This is a crosspost from Jonathan Dursi, R&D computing at scale. See the original post here.
Absolutely everyone in research computing will agree that supporting research is their centre’s highest goal. And they’re not lying, but at many centres I’ve visited, they aren’t really correct, either.
The day-to-day work in such a centre, naturally enough, is all about
technical operations - keeping the computers running, updating
software, making sure /scratch
has enough space free, answering
emails. And of course, it has to be. But without internal champions
actively and continually turning the focus back to the purpose
of those activities - the research outcomes that those activities
are meant to support - the internal, technical, activities become
the purpose of the centre.
Pretty quickly, you end up with centres that are ranking their performance quarter to quarter with cluster utilization numbers, or having all researcher interactions occurring via “tickets” and measuring volume and mean-time-to-closure of those tickets (because shorter conversations with researchers are better, right?) And once that’s happened, it becomes very hard to change; bytes and flops and closure rates have become the reason for coming to work. It’s baked into the reporting, the funding, the staff’s annual performance review. Sure, many of these same centres do collect and in some way report publications, but if publication rates resulting from work with the centre are down 5% last year because two productive groups need new capabilities but the centre has decided to grow current capability, no one is getting an uncomfortable call from the boss at these centres. Ticket closure rates going down 5% though… maybe you’re getting a call.

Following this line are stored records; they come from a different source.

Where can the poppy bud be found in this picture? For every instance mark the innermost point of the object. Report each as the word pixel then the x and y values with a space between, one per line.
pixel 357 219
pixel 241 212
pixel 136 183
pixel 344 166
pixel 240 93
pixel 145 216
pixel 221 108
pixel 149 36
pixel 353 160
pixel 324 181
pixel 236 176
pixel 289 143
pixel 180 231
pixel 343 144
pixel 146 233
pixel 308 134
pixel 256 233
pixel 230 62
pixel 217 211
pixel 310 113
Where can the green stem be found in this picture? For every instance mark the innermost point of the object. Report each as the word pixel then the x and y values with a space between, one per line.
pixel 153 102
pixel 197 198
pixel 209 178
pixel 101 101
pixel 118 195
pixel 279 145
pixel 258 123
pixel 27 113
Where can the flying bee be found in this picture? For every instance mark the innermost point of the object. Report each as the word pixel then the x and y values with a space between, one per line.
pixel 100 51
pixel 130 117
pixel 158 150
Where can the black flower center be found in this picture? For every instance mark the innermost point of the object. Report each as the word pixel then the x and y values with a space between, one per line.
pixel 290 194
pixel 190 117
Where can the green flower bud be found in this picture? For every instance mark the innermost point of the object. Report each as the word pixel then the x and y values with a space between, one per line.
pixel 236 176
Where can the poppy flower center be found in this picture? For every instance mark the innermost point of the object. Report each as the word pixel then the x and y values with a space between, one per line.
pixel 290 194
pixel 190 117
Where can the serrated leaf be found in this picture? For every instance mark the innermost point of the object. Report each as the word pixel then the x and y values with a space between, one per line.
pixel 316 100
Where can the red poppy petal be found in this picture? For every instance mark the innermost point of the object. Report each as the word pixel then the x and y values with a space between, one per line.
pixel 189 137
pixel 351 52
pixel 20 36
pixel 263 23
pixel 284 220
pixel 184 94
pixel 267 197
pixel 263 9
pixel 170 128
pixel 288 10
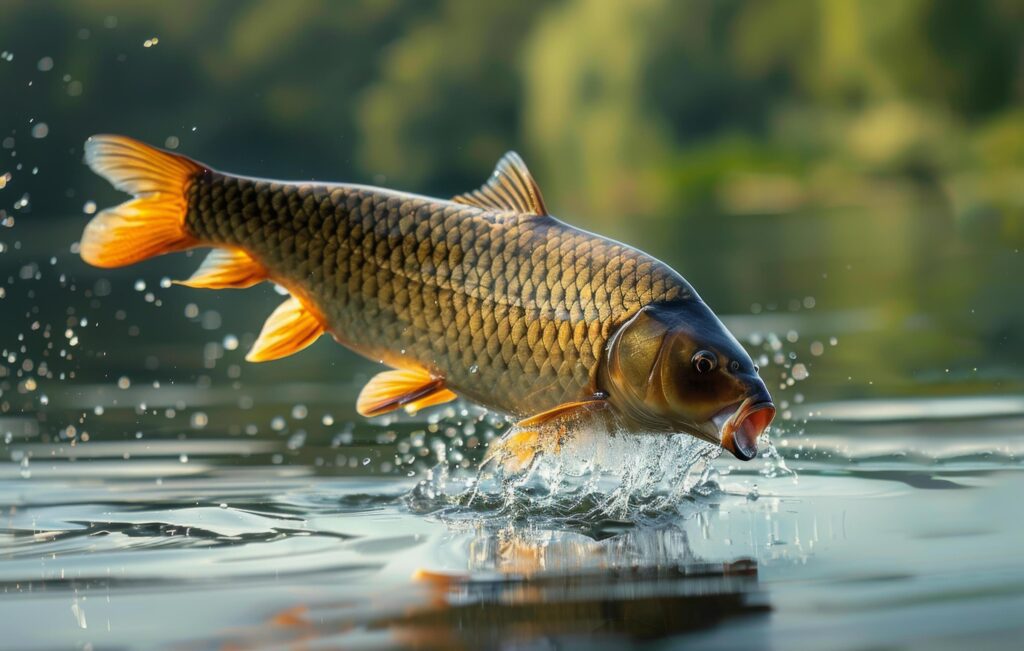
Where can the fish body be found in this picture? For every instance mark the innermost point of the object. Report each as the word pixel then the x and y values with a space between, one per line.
pixel 514 311
pixel 485 296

It doesn’t take very long to spot centres like this, even from the outside. On their websites, most prominently of all, are the statistics that their biggest cluster premiered at position X on the Top 500, it has such-and-such much disk space, umpty-ump GPUs, and even more CPUs. There are elaborate multi-stage sign-up procedures which make the centre’s own reporting easy but getting a graduate student started on the cluster tedious. Their website will show a couple of dated research success stories, but if a researcher is visiting the website for the first time and wants to know basic facts relevant to them, things like “What is a list of services that the centre offers”, “Can you help my grad student do X and if so how long would it take”, “What is current wait times for resources/for software installation”, the researcher is out of luck - they’re just directed to a “contact us” email address (which, of course, feeds into a ticket tracker).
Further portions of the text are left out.